The claimant sought to establish arguable breaches of the operational and/or systemic duties so as to justify a finding that Article 2 was engaged. It was argued that the Trust owed an operational duty to the deceased, applying the Rabone criteria of (1) assumption of responsibility, (2) nature and extent of the deceased’s vulnerability, and (3) the nature of the risk. The High Court found the Coroner had only considered the question of the assumption of responsibility, which she had equated with control, and remitted the matter to the Coroner for her to consider further.
On the systemic-duty point, the claimant sought to criticise the care planning, arguing that this was evidence of a systemic failure. The Coroner relied on Powell v UK in asserting that because the Trust had made adequate provision for securing high professional standards among health professionals, individual errors of judgment in respect of care planning fell outside the scope of the systemic duty. This ground of appeal was dismissed, the High Court finding that there was no evidence of a Powell-based breach.
In R (Maguire) v HM Senior Coroner for Blackpool & Fylde [2020] EWCA Civ 738 the question was whether the fact that the deceased was subject to DoLS at the time of their death and was living in a residential care home paid for and supervised by the Local Authority, was sufficient to bring the death within the remit of Article 2. Having reviewed the case law, the Court of Appeal took the view that the Article 2 obligation “is tailored to harms from which the authorities have a responsibility to protect those under its care”, essentially deciding that rather than categorise cases as ‘medical negligence’ or ‘Rabone’ type cases, each had to be decided on its facts.
On the facts of this case, the death was not the result of squalid conditions in a care home, nor was the State aware (through regulatory inspections) of shortcomings giving rise to a risk of death. The circumstances of the deceased were not analogous with a detained psychiatric patient, and accordingly there were no grounds to justify a finding that Article 2 was engaged. The Court of Appeal found the facts of the case were similar to the decision of the Strasbourg Court in Dumpe v Latvia (App. No. 71506/13).
So far, so good. Rabone and Parkinson remain good law in terms of the distinction between Article 2 cases and ‘mere’ medical negligence cases, although Maguire suggests each case needs to be looked at on its facts, rather than adopting a binary approach.
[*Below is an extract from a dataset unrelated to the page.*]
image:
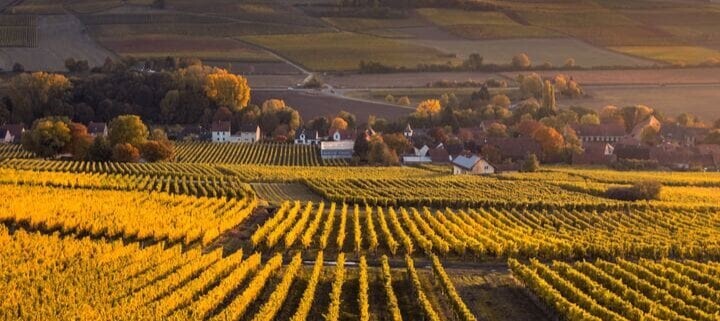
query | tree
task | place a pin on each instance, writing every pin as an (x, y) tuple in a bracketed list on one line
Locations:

Finally, in R (Morahan) v HM Assistant Coroner for West London [2021] EWHC 1603 (Admin) the Divisional Court considered whether Article 2 was engaged in circumstances where the deceased had died from an overdose in the community, having been a voluntary in-patient at a psychiatric rehabilitation unit. Four cases were of particular relevance: Rabone, Lopes de Sousa Fernandes, Fernandes de Oliveira (all referred to in Maguire) and Maguire.
In developing the principles that had been outlined in Maguire, the three-strong Divisional Court found that whether or not there is an operational duty “is informed by whether the nature of the control is linked to the nature of the harm.”
Applying that to the facts of the case, the Court found that there was no operational duty under Article 2, as there was no history to suggest the deceased was a suicide risk, nor was there any history of accidental overdose. As the Court put it by analogy, “A psychiatric hospital owes no duty to protect a patient, whether voluntary or detained, from a risk of accidental death from a road traffic accident whilst on unescorted leave.”
All in all, fairly one-way traffic from the higher courts, which appear to be reluctant post-Rabone to continue to extend the categories of cases in which Article 2 is found to be engaged. For practitioners representing organisations where the deceased has died in the community these recent authorities, and particularly Morahan, provide helpful assistance in resisting a submission that Article 2 is engaged simply because a State-linked organisation had a role in the deceased’s care.